On the other hand, Russia benefits from the fallout because it increases the value of their hard assets, such as gold, McDonald said.

"They [Russia and China] benefit because they're hard asset countries, you know, they benefit from higher gold prices," McDonald said.

However, McDonald pointed out that Russia will be hurt by its oil industry as its current account is starting to roll over.

After Russia began its special military operation in Ukraine, the countries of the so-called collective West actively searched for ways to limit Moscow’s energy-related income, notably from oil and gas. The effort culminated in a $60 price cap imposed by the G7 member states and Australia on December 5.

Western sanctions may have weakened some global banks heading into the current shakeup, but it did not play any critical role in the current dilemma, McDonald said.

"Sanctions weaken some of the global banks, you would have had maybe some more assets, but I wouldn't say that's a game changer," McDonald said.

Europe, however, is the region most feeling the ripple effects from the United States.

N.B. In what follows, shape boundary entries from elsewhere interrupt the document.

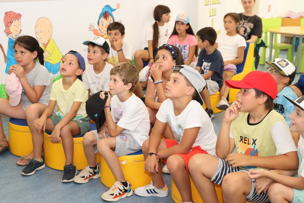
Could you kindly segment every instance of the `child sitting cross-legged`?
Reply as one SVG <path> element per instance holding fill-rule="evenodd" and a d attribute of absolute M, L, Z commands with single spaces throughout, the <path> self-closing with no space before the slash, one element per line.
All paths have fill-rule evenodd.
<path fill-rule="evenodd" d="M 96 153 L 99 152 L 116 180 L 101 198 L 115 201 L 133 194 L 131 184 L 125 178 L 118 157 L 141 149 L 143 143 L 149 138 L 150 121 L 146 106 L 132 93 L 138 81 L 136 67 L 129 63 L 121 63 L 115 65 L 110 74 L 109 95 L 104 107 L 106 124 L 102 125 L 99 132 L 90 131 L 84 136 L 84 150 L 88 166 L 74 181 L 84 183 L 97 177 L 95 174 L 99 172 Z M 110 94 L 115 95 L 111 99 Z M 100 97 L 105 99 L 104 92 L 101 93 Z"/>
<path fill-rule="evenodd" d="M 61 182 L 73 181 L 77 170 L 73 161 L 72 136 L 83 135 L 90 128 L 90 118 L 85 111 L 88 90 L 81 80 L 81 74 L 85 68 L 85 59 L 78 52 L 71 51 L 64 57 L 59 69 L 62 78 L 53 84 L 48 106 L 42 115 L 34 122 L 36 130 L 31 131 L 34 157 L 22 170 L 22 175 L 32 175 L 45 166 L 41 153 L 43 131 L 46 130 L 52 132 L 49 136 L 52 142 L 60 142 L 59 137 L 62 141 L 66 161 Z M 60 110 L 52 116 L 56 102 Z"/>
<path fill-rule="evenodd" d="M 292 89 L 289 86 L 295 76 L 295 67 L 292 63 L 286 59 L 276 58 L 274 62 L 267 61 L 270 66 L 266 71 L 271 75 L 278 85 L 278 95 L 274 100 L 274 109 L 282 114 L 290 127 L 290 119 L 288 116 L 294 109 L 294 107 L 284 96 L 295 100 L 298 98 Z M 300 134 L 291 131 L 291 135 L 297 146 Z"/>
<path fill-rule="evenodd" d="M 222 185 L 225 203 L 268 202 L 267 194 L 260 191 L 270 183 L 251 179 L 249 170 L 292 170 L 298 166 L 288 125 L 273 109 L 276 83 L 269 73 L 258 71 L 240 81 L 225 82 L 240 90 L 225 112 L 216 141 L 217 157 L 193 156 L 189 161 L 190 174 L 205 202 L 219 202 L 214 183 Z"/>
<path fill-rule="evenodd" d="M 199 92 L 206 82 L 198 72 L 186 65 L 175 66 L 165 89 L 166 96 L 156 114 L 149 140 L 144 142 L 145 170 L 151 174 L 151 184 L 135 189 L 137 195 L 164 197 L 168 187 L 163 178 L 161 158 L 168 169 L 183 202 L 193 202 L 188 162 L 196 154 L 215 155 L 216 135 L 207 113 L 201 105 Z M 175 140 L 162 139 L 169 123 Z"/>
<path fill-rule="evenodd" d="M 289 115 L 291 121 L 290 130 L 292 132 L 304 135 L 304 96 L 295 101 L 284 96 L 294 105 L 295 110 Z M 274 170 L 268 171 L 264 169 L 251 169 L 248 174 L 250 178 L 257 179 L 266 177 L 274 182 L 268 189 L 268 196 L 272 202 L 303 202 L 304 200 L 304 139 L 300 136 L 298 143 L 298 155 L 299 157 L 298 170 L 284 171 Z M 297 176 L 290 177 L 296 174 Z"/>

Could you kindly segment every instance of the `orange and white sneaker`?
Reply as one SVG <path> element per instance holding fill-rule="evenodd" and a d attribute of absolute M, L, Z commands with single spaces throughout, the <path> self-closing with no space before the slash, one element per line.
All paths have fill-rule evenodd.
<path fill-rule="evenodd" d="M 142 197 L 155 196 L 164 197 L 168 196 L 168 187 L 165 184 L 164 187 L 162 189 L 155 187 L 151 180 L 150 184 L 136 188 L 134 191 L 134 193 Z"/>
<path fill-rule="evenodd" d="M 116 181 L 109 190 L 102 194 L 101 198 L 106 201 L 116 201 L 132 194 L 133 191 L 131 189 L 131 184 L 130 183 L 128 183 L 128 187 L 126 187 L 122 183 Z"/>

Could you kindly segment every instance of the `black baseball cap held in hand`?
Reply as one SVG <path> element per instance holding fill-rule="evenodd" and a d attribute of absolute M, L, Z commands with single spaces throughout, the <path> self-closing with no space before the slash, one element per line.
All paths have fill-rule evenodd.
<path fill-rule="evenodd" d="M 99 133 L 100 127 L 105 122 L 105 115 L 103 107 L 108 99 L 108 93 L 105 93 L 105 99 L 99 96 L 99 91 L 90 97 L 85 104 L 85 110 L 90 118 L 95 122 L 97 133 Z"/>

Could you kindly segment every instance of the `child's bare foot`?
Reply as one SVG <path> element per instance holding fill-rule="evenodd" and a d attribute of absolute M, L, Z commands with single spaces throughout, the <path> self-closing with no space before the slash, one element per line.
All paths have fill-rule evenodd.
<path fill-rule="evenodd" d="M 0 139 L 0 154 L 9 147 L 9 140 L 7 138 Z"/>

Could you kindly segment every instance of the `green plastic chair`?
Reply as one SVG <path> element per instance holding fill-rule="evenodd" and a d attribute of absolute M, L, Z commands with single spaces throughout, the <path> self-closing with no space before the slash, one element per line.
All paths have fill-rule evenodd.
<path fill-rule="evenodd" d="M 264 18 L 262 19 L 262 24 L 263 24 L 263 30 L 264 33 L 264 41 L 268 47 L 270 46 L 269 42 L 268 39 L 268 29 L 272 27 L 281 27 L 282 24 L 282 19 L 281 18 Z M 278 34 L 274 34 L 274 40 L 273 43 L 272 48 L 275 50 L 275 54 L 274 58 L 279 58 L 279 50 L 282 49 L 287 49 L 287 59 L 289 61 L 292 61 L 292 46 L 291 44 L 285 43 L 278 43 Z M 266 56 L 266 47 L 262 47 L 262 54 L 260 60 L 260 64 L 264 65 L 265 64 Z M 271 51 L 272 50 L 270 50 Z"/>
<path fill-rule="evenodd" d="M 262 36 L 263 36 L 263 34 L 264 33 L 264 30 L 262 30 Z M 257 44 L 258 44 L 261 42 L 262 41 L 262 37 L 259 37 L 257 40 L 255 41 L 255 43 L 254 43 L 254 48 L 255 48 L 255 46 Z M 253 62 L 252 64 L 252 70 L 255 71 L 256 69 L 255 68 L 255 64 L 254 63 L 254 61 L 255 61 L 255 57 L 254 57 L 253 58 Z"/>
<path fill-rule="evenodd" d="M 304 18 L 301 19 L 301 26 L 304 27 Z M 298 51 L 297 51 L 297 54 L 295 55 L 295 62 L 293 63 L 296 66 L 298 63 L 298 52 L 299 51 L 299 49 L 300 48 L 299 46 L 298 46 Z M 301 52 L 301 61 L 300 63 L 300 72 L 304 72 L 304 44 L 302 44 L 302 52 Z"/>

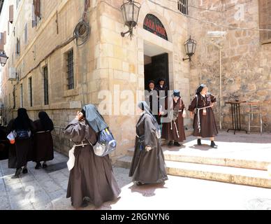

"We're already seeing leveraged loans, high yield bonds, we're seeing a pretty sharp deterioration in credit conditions, and so equities are bouncing, which they always do on the policy responses," McDonald said. "So we had a big response in Europe. So the European banks have bounced sharply because there's this big merger between Credit Suisse and UBS. You want to use these rallies to sell to lighten on equities."